Those are the ones that work best for us. Oddly, we accidently installed some upside down with the holes at the bottom, and performed much better than the holes at the top. We now use those almost exclusively for the Chinquapins and install "upside down". Once they start poking out of the top of the tubes, we cage as well.
We tried the green ones and green ones with slits that didn't work well with the Chinquapins, but worked with oaks. We are going to start taking the green ones, and cut them down for rodent girdling when we pull tubes off our 4-5 year old trees in April.
I'm still trying to figure out the best stakes. Fiberglass were great but expensive and tough to find. Regular wood stacks rot too quickly. Plastic deteriorate in the sun too quick. Bamboo has been tough to get quality pieces - half are good / half are bad when ordered. I'm worried about t-posts cutting roots when removing.
For most of my chestnuts and other trees, over the years, I've used PVC. I don't like solid stakes, I want mine to bend in the wind so trees don't get brittle. The longer you leave them tubed or staked the more this matters. For my high value trees, I used cages made of cement wire. I like that because it stands on it's own. you can just stake the bottom foot with rebar to keep them from moving. I would then string rope across the cage with 2 strands in each direction near the top. It captures the seedling. This lets the seedling blow significantly in the wind but it is limited by the rope so it does not get too much. I like this method best for valuable trees.
For the trees I tube, I don't like holes near the bottom. This may depend on your location and climate. I found that holes near the bottom can create a chimney effect as the tube heats up and the hot air rises. This can cause small seedlings to dry out. On the other hand, if you have no air flow, you can create humid conditions where mold thrives in the tube.

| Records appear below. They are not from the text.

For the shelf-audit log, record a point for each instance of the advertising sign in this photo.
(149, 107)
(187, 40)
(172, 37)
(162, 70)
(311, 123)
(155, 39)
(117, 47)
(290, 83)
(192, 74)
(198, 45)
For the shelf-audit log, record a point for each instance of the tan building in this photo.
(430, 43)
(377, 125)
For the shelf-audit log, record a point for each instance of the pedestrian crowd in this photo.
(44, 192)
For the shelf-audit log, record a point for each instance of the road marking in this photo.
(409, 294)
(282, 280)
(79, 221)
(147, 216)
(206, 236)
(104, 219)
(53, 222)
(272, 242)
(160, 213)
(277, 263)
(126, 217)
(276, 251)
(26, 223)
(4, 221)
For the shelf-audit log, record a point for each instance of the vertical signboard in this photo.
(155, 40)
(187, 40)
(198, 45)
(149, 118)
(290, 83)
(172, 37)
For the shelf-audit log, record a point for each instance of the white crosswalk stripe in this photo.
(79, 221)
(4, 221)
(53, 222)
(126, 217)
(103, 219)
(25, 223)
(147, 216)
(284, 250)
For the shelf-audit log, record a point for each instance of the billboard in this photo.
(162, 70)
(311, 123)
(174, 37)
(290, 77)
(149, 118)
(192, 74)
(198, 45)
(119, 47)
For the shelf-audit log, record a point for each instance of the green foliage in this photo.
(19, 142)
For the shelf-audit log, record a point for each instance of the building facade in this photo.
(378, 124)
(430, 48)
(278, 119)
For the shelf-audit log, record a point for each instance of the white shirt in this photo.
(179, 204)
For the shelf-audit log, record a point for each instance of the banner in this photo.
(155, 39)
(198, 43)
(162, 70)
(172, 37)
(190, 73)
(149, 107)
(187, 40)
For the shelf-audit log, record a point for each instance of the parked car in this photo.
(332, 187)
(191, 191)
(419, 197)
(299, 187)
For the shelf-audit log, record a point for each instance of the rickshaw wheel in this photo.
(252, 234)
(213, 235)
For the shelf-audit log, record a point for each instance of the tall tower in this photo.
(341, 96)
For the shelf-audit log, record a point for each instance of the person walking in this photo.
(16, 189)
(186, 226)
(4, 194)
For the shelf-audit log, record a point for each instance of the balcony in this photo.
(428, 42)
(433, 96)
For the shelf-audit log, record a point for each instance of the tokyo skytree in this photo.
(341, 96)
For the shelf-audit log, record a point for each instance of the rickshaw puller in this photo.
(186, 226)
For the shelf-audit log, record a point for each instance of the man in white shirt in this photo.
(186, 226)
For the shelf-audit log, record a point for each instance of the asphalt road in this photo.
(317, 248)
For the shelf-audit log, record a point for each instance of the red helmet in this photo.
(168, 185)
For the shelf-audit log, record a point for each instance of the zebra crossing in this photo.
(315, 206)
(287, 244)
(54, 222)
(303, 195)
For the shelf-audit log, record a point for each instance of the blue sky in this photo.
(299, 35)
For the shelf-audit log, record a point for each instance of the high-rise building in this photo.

It is all about figuring out what works best in your specific situation. I would not use tube at all if I was in an area where I did not need to worry about deer browsing. One year I had more chestnuts than I had tubes and planted some with not protection. Years later, those that survived are bushes with no central leader. I doubt they will ever produce nuts, or at least not for many years.
I don't have that concern with ACs. They will bear nuts in just a few years regardless if they take tree or bush form.

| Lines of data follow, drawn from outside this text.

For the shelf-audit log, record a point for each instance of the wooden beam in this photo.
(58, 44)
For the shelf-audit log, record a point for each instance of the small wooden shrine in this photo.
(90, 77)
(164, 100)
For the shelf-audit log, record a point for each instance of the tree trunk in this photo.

For the ACs that I just planted at my retirement property, I just used what was easy. I had a bunch of step-in electric fence posts sitting around from a Gallagher-style e-fence I used years ago. Since I was direct seeding nuts in tubes and there was no digging involved, they were very convenient. At my farm, I often planted ACs with no protection. Although we had high deer densities. we had lots of native ACs, so deer were used to them. They got browsed a bit but generally not killed. Since AC produce nuts in bush form, it was just easier and cheaper to plant them with no protection. At my retirement property, I've got security video cameras on the barn near where I planted these ACs. We had a mast crop failure this year, and I'm seeing up to 15 deer at once around the barn at night eating the WR/Clover/PTT I planted. I know they would paw up these nuts if I did nothing here. I'm hoping after a year or two to remove the tubes.